What happens to human futures when they are organized around the possibility of contact with beings who are, by definition, unknowable? This panel brings together three scholars working at the intersection of religion, science, and culture to examine how extraterrestrial life and intelligence–scientifically speculated, culturally contested, and personally experienced–function as sites where alternative futures are imagined, struggled over, and made livable. Each paper examines communities operating at the margins of both institutional science and mainstream religion that are nonetheless engaged in urgent, consequential work to open new horizons: epistemically, cosmologically, and therapeutically.

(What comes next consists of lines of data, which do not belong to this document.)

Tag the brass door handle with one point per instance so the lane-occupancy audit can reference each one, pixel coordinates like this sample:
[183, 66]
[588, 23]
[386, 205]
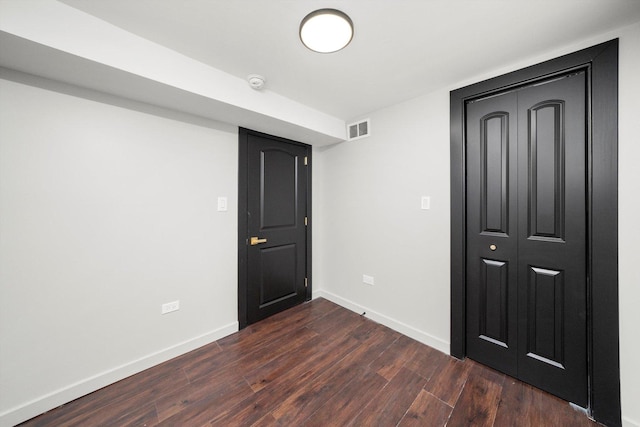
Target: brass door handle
[256, 241]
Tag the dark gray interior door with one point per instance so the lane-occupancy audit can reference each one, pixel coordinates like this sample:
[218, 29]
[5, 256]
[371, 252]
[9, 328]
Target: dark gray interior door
[276, 211]
[526, 234]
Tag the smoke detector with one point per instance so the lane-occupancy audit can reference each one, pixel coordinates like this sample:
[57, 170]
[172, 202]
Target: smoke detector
[256, 81]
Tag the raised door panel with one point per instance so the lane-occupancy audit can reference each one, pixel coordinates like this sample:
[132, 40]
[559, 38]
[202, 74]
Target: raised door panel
[278, 192]
[277, 184]
[552, 333]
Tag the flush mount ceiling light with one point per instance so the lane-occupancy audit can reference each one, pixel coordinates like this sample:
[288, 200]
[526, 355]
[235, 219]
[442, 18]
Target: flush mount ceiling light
[326, 30]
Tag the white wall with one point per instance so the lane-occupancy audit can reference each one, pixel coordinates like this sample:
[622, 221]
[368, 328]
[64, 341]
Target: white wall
[368, 220]
[106, 212]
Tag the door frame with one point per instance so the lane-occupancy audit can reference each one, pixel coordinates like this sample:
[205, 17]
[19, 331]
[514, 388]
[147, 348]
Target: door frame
[243, 230]
[601, 65]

Together, the papers illuminate how UFO subcultures, alien abduction communities, and the scientific practices of SETI researchers function as laboratories for the anthropology of the future–spaces where competing imaginations contest the shape of what is possible, who has the authority to say so, and what forms of life will be viable.

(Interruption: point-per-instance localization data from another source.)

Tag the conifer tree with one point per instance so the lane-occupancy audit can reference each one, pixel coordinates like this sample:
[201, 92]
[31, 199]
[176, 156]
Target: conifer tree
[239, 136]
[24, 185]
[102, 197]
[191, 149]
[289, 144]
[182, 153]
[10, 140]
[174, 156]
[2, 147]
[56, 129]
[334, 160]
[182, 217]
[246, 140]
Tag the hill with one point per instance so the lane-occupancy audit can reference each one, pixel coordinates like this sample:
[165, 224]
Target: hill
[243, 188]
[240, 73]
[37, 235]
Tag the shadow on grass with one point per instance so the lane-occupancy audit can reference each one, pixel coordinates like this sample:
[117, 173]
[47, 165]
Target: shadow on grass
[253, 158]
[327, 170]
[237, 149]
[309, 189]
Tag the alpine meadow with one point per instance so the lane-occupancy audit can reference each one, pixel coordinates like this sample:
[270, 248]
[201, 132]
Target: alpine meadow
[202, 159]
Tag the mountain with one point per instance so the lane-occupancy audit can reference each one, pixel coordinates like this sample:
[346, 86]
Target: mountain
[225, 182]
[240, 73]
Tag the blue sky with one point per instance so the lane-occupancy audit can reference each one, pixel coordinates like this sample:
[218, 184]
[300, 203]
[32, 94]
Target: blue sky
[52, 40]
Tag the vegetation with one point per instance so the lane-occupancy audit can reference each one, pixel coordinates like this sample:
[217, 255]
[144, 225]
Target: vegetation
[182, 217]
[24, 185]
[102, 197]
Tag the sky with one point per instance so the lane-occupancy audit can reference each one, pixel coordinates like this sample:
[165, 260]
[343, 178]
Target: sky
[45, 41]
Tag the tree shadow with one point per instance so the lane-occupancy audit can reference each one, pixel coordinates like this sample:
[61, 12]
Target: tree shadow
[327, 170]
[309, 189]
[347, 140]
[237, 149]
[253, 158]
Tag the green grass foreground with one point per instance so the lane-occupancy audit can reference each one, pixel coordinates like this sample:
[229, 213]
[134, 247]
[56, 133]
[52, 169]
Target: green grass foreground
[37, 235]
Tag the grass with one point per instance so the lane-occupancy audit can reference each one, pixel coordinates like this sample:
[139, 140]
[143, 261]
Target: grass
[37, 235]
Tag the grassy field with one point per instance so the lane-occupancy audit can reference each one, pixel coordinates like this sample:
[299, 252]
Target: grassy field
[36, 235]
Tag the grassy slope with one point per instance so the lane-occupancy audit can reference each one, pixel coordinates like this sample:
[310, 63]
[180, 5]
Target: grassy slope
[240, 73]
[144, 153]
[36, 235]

This paper examines how SETI practitioners use game theory, historical analogy, and policy protocols to predict and control the fundamentally unknowable event of contact with extraterrestrial intelligence. Drawing on ethnographic fieldwork and analysis of scientific literature, I argue these methods constitute scientific divination that transforms radical uncertainty into managed risk while simultaneously generating new forms of enchantment. Game-theoretical models depend on non-empirical axioms that conjure particular futures into calculable existence. Historical analogies mobilize sanitized colonial narratives as predictive tools, reading futures in the past. Post-detection protocols impose bureaucratic order onto speculative scenarios, promising control without eliminating surprise. Rather than opposing enchantment, these rational methods produce meta-empirical otherness—potential alien presences that structure present action despite their unknowability and speculative nature. SETI's predictive practices are existential technologies for navigating decisions with species-ending consequences, revealing how prediction operates and enchantment intensifies precisely where empirical grounding fails and rationalization appears most complete.

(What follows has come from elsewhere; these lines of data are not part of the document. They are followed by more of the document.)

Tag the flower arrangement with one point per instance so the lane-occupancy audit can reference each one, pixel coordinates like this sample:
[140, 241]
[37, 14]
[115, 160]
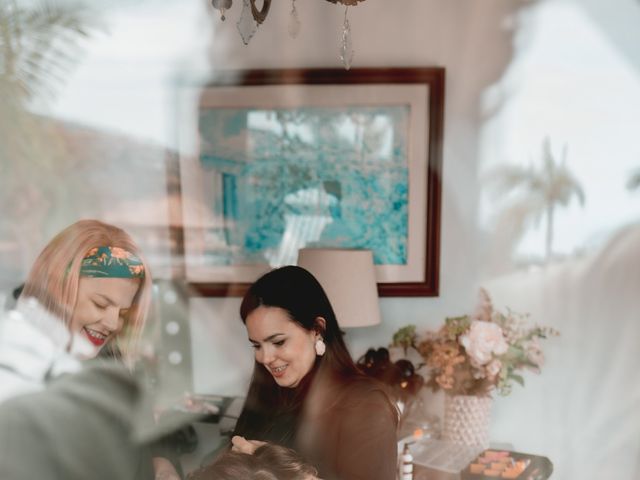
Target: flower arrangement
[477, 354]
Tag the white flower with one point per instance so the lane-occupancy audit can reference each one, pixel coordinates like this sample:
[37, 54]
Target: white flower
[494, 367]
[483, 340]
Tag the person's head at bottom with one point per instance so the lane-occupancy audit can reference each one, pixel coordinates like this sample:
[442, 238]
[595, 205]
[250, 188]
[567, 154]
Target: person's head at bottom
[269, 462]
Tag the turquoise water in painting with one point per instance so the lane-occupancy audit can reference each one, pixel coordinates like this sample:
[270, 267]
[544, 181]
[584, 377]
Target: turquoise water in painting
[287, 179]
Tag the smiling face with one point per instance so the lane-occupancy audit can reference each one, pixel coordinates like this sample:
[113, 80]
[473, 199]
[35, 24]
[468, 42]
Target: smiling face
[282, 346]
[101, 307]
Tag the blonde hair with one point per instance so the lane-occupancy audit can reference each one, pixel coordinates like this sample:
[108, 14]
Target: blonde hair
[54, 277]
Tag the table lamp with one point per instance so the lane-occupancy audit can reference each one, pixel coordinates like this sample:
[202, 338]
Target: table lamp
[348, 277]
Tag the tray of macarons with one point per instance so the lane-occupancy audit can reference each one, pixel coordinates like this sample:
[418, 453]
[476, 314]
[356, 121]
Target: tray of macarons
[493, 464]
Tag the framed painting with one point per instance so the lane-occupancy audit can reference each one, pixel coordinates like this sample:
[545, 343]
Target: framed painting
[286, 159]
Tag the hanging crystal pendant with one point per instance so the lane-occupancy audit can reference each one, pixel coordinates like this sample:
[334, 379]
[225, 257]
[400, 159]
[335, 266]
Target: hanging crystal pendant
[346, 48]
[294, 21]
[221, 5]
[247, 26]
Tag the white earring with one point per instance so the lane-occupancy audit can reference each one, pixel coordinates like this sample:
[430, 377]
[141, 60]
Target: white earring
[320, 347]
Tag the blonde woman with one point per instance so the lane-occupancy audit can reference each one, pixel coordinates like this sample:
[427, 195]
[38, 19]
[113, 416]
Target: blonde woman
[88, 291]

This paper will provide an overview of the lineage of thought, treatment, and community building that anomalous experiencers have engaged with to make meaning of what has happened to them. Drawing from archival research and ethnographic fieldwork, this paper reframes the lives of experiencers, and often their most traumatic moments, not as cultural curiosities but as sites of lived meaning and care within the context of psychiatric history and religious experience.
How do meaning-making strategies surrounding the “UFO phenomenon” intersect with “religion”? This paper explores the call-and-response between mainstream institutional UFO denial and grassroots subcultural knowledge production. The UFO phenomenon and associated notions of non-human intelligence destabilize hegemonic Western paradigms. Those in the UFO community navigate this fraught terrain through four distinguishable truth-seeking orientations: 1) speculative-political, 2) investigative-scientific, 3) communicative-spiritual, and 4) reconstructive-experiential. Symbolic boundaries and appeals to authority, experience, and science position UFO knowledge relative to mainstream institutions. Communicative-spiritual knowledge production, the third mode, is oriented vis-à-vis the spiritual-but-not-religious milieu as well as religious orthodoxies. In the U.S., UFO communities bypass both cautious Catholic openness and fundamentalist Christian demonization of UFOs to improvisationally bricolage Christian, Hindu, Buddhist, esoteric, and New Age elements into UFO-based spiritualities. The paper will conclude with two subcultural case studies of attempts at communication with non-human intelligences and the hierarchies of knowledge thereby reproduced or subverted.